San Giuseppe Vesuviano, si comincia nel lontano 2008 con un progetto menzionato nella gara d’appalto per la raccolta dei rifiuti del 2009, quello dell’isola ecologica, fiore all’occhiello dei Comuni Italiani ricicloni, oggi ormai da considerarsi obbligatorio per tutti i Comuni. L’isola ecologica è un sito ben organizzato dove vengono smaltiti i rifiuti solidi urbani in maniera differenziata, plastica e pvc, metalli, legno ecc. per essere poi avviati alle industrie del riciclaggio.

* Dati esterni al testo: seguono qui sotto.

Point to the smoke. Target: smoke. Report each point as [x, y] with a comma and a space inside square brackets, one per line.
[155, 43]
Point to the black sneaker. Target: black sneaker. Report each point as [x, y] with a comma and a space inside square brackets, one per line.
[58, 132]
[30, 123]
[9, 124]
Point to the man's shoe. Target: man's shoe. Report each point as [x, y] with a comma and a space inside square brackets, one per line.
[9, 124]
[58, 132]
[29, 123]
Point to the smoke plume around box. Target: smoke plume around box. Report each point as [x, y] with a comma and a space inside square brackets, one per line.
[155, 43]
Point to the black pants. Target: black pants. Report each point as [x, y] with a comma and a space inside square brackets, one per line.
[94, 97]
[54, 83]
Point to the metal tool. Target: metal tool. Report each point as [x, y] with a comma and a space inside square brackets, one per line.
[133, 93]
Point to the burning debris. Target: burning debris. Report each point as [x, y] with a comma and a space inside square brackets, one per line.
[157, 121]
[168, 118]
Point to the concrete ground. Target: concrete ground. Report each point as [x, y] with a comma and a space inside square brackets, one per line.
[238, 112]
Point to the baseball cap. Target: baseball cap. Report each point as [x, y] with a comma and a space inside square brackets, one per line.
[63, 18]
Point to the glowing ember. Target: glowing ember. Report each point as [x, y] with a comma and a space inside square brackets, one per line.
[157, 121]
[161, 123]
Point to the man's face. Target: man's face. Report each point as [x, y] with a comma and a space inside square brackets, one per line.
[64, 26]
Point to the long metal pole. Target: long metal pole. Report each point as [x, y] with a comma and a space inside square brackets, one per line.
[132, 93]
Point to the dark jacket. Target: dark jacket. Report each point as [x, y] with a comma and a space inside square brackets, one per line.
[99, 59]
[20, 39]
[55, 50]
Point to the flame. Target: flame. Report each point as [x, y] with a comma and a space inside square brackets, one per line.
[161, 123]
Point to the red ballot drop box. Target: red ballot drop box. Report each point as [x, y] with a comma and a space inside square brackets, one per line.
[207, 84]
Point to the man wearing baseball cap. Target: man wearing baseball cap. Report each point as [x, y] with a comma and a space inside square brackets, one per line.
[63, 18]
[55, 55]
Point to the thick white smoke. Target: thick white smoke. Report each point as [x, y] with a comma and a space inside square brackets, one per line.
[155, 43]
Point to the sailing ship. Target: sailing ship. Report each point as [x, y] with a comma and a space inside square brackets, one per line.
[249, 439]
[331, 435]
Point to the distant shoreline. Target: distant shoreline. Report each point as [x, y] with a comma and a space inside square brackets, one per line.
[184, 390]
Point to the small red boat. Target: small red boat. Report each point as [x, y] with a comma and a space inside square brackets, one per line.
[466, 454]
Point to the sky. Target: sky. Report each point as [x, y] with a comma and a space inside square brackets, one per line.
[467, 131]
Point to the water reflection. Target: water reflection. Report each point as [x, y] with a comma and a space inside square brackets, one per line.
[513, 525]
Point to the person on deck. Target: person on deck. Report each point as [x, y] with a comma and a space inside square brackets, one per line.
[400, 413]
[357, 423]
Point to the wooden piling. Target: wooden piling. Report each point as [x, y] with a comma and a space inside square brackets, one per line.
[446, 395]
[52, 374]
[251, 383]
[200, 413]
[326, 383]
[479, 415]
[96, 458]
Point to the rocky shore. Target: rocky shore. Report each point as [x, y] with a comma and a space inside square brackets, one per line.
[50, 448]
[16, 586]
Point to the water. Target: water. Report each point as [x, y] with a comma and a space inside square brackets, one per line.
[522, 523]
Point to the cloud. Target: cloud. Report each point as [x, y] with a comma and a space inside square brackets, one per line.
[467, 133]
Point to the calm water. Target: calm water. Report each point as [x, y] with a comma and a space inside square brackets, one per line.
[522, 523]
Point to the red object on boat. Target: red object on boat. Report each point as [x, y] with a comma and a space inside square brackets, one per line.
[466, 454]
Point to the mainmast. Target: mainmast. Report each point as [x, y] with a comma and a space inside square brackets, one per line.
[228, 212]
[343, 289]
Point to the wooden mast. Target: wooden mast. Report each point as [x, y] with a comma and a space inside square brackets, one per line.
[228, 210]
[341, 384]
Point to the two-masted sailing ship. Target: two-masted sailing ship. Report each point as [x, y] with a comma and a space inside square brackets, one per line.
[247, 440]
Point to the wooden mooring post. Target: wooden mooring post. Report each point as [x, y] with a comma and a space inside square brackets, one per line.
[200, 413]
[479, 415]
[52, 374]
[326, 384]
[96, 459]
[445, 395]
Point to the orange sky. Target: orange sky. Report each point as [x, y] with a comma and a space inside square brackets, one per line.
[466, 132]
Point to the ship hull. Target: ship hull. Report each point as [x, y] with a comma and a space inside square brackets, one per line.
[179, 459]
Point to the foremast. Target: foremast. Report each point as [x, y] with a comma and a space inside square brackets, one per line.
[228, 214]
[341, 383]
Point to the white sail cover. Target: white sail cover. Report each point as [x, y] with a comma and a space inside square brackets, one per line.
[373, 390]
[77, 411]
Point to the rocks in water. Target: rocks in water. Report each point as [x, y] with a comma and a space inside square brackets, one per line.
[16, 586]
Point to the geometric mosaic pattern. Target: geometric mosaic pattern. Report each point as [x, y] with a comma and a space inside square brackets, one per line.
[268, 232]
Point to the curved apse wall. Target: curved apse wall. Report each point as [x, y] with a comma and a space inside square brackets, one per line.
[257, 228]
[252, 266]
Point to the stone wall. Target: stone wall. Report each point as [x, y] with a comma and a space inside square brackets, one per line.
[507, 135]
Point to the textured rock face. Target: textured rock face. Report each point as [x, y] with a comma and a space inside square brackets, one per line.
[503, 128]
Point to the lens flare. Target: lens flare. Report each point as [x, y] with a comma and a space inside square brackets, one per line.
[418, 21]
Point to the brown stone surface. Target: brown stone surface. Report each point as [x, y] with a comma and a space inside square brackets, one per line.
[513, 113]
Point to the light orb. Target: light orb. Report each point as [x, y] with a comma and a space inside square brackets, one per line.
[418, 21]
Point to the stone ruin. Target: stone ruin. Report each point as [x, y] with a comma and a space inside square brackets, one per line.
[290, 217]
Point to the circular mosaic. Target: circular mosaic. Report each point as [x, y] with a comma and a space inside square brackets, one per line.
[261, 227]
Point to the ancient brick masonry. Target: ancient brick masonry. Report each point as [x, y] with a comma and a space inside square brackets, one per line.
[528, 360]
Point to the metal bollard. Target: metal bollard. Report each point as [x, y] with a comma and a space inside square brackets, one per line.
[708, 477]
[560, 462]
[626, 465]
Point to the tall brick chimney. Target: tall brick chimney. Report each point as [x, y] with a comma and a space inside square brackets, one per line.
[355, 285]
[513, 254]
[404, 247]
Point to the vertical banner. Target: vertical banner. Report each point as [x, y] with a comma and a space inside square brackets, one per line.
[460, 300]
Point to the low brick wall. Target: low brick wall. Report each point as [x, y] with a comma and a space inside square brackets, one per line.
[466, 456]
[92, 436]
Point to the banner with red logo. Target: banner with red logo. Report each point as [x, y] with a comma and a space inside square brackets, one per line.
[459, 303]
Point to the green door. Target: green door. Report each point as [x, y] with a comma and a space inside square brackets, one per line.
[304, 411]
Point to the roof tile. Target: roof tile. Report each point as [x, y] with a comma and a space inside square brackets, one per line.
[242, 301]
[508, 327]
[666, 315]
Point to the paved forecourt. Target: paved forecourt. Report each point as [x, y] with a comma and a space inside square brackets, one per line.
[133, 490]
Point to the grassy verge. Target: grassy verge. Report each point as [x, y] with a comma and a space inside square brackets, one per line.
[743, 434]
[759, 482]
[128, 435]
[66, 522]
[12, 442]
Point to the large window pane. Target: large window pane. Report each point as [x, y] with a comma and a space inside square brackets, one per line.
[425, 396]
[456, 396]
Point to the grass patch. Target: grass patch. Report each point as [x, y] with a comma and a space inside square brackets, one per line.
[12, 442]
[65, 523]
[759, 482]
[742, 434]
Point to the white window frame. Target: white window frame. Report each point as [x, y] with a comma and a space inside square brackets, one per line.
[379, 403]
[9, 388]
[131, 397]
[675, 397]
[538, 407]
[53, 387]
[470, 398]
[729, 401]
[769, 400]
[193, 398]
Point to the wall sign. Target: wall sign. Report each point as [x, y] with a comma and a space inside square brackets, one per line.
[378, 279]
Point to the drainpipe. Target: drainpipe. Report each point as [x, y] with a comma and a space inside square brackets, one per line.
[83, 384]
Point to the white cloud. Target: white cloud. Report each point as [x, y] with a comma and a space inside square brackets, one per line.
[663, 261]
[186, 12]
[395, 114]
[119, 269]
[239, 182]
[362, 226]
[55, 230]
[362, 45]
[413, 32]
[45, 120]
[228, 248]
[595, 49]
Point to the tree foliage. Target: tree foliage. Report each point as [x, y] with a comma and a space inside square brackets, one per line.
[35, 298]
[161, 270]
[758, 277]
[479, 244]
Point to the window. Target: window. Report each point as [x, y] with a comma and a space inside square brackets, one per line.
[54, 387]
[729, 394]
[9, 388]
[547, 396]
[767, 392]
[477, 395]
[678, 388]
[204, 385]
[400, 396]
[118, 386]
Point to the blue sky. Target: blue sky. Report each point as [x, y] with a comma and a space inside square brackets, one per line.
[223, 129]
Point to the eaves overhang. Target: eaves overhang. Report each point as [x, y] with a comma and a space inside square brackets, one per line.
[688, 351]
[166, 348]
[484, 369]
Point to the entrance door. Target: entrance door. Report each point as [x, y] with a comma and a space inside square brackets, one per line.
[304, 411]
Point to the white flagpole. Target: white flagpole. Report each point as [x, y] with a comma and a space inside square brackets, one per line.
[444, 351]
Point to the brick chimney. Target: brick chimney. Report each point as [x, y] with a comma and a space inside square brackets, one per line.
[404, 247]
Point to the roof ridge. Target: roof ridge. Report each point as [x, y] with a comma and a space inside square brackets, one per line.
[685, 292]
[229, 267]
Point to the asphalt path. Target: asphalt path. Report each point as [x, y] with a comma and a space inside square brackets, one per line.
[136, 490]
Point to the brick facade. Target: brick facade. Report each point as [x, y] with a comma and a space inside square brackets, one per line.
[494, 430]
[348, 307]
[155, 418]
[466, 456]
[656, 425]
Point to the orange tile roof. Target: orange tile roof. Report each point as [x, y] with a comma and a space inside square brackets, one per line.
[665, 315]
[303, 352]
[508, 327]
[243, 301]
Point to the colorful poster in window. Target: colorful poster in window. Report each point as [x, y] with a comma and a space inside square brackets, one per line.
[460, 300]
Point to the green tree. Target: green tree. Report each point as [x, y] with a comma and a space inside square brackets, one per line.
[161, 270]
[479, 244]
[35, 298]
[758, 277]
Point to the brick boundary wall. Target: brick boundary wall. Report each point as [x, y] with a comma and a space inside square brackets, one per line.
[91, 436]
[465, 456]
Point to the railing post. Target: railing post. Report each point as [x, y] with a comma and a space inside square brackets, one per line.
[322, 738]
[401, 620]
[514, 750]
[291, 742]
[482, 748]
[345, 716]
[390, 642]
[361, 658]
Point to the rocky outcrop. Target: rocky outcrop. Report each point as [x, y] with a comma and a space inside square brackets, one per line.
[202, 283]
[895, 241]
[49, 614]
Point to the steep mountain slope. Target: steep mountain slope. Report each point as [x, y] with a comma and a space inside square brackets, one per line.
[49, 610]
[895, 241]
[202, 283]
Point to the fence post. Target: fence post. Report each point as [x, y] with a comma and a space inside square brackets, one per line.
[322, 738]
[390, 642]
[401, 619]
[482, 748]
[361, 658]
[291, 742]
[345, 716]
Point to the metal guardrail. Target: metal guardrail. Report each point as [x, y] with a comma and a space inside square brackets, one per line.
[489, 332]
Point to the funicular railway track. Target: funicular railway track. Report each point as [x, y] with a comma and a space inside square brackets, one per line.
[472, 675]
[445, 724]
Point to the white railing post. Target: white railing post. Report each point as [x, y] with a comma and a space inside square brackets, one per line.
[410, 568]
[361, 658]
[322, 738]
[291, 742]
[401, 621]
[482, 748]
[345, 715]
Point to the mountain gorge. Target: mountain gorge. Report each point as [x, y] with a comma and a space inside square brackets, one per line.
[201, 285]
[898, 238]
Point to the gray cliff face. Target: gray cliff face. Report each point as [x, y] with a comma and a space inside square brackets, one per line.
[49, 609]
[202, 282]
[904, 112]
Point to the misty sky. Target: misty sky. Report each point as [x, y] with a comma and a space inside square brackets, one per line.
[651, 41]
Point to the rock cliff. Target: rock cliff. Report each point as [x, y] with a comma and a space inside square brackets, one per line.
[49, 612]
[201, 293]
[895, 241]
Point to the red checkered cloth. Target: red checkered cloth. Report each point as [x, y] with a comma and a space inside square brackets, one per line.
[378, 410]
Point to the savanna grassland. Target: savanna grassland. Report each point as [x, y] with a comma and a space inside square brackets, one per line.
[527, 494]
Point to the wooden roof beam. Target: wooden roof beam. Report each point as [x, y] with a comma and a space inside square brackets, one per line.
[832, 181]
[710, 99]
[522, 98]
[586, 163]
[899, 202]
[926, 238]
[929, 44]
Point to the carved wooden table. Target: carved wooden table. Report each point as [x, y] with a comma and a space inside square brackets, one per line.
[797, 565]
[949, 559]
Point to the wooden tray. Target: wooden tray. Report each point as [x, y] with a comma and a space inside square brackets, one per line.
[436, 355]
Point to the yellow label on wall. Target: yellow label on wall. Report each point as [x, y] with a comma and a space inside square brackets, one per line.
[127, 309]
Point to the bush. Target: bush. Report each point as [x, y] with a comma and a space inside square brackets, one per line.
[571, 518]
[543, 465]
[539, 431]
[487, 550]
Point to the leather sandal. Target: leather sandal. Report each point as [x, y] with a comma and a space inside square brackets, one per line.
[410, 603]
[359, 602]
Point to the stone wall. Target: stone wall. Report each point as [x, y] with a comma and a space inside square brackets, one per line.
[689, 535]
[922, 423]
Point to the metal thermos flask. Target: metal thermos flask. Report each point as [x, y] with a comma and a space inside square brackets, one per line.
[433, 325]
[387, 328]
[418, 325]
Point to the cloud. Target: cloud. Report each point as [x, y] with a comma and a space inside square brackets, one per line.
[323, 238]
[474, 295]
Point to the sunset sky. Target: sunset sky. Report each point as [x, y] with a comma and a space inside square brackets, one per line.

Apro una breve parentesi legislativa in merito :

La disciplina relativa ai centri di raccolta dei rifiuti urbani raccolti in modo differenziati è costituita in primo luogo dall’art. 183, comma 1, del d.lgs. n. 152 del 2006, che, dopo aver precisato che per “centro di raccolta” s’intende l’«area presidiata ed allestita, senza ulteriori oneri a carico della finanza pubblica, per l’attività di raccolta mediante raggruppamento differenziato dei rifiuti per frazioni omogenee conferiti dai detentori per il trasporto agli impianti di recupero e trattamento», aggiunge che «la disciplina dei centri di raccolta è data con decreto del Ministro dell’ambiente e della tutela del territorio e del mare, sentita la Conferenza unificata Stato-Regioni, città e autonomie locali, di cui al decreto legislativo 28 agosto 1997, n. 281». Tale disciplina è stata assunta con il d.m. 8 aprile 2008 che ha subito modifiche sostanziali con il DM 13/05/2009 ( pubblicato sulla G.U. n 165 del 18/07/2009 ).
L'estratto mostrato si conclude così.